The family traces its origin to Mehmet Bey. Returning from the siege of Rhodes, Suleiman the Magnificent passed with his army through this area, which was inhabited by a Turkish tribe numbering about 250 people. They were hospital to Suleiman and he allowed them to build a fortification there. Mehmet Bey, a member of the local tribe who had fought with Suleiman, produced a son, who was named Cihan, the founder of the family of the Cihanoğlu (i.e. "the sons of Cihan).

The family made important contributions to the Ottoman architectural landscape. An important feature that draws attention as a hallmark in the family's 18th century works is that they pioneered Turkish baroque architecture. Indeed, the baroque style, which would become a part of the architectural landscape with the works of the Balyan family in Istanbul only 70–80 years later, in the mid- 19th century, was applied in Aydın by the Cihanoğlu long before. They are credited with the introduction in Anatolia of the new Ottoman taste of art (infused with Western influences, especially from Baroque and Rococo).
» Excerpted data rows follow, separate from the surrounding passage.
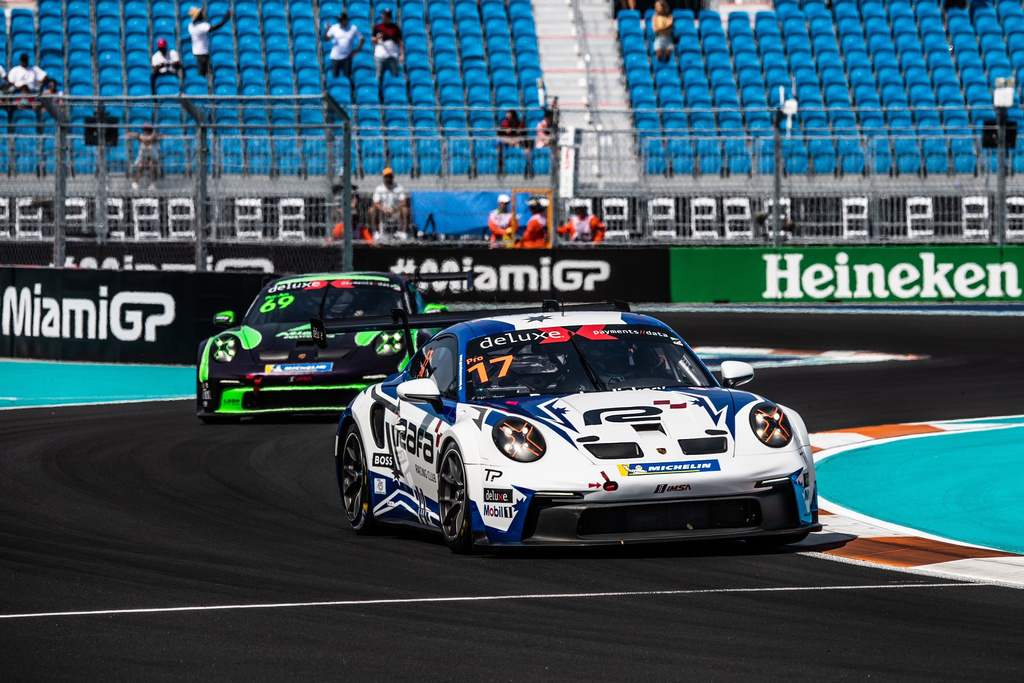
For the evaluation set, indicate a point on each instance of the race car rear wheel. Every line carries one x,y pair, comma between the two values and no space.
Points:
353,480
453,502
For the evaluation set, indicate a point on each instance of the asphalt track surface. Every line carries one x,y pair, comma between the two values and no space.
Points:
138,506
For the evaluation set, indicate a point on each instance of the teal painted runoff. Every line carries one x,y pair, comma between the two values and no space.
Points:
963,485
24,384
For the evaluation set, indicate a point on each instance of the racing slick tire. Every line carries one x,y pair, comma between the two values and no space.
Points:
353,482
767,542
219,419
453,502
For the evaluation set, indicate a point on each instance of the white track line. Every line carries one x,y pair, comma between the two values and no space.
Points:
484,598
118,401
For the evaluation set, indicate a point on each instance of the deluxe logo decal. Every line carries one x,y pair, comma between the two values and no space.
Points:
300,368
685,467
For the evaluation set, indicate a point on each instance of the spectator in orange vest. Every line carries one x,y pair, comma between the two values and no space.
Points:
361,232
583,225
502,223
536,235
338,233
They built the Tower of Koçarlι in Koçarlι in the early 1760s, one of three towers of the Aydın Province. They did so to protect their interests in the area. They built Cincin Castle (built by Abdul Aziz Cihanoğlu in the 18th century), in Turkish Cincin Kalesi, in the village of the same name. They built the Cihanoğlu Mosque. The structure, called Cihanoğlu Complex, consists of the mosque, a madrasa, a tomb-sabil and a fountain. It was built in 1756–57, and is considered one of the brightest examples of Ottoman baroque.

They commissioned two mosques in Cincin. One has a mihrab closely resembling Guarino Guarini's Altar of San Lorenzo. One of the mosques they built has a mihrab encircled by spiral columns in Bernini's style.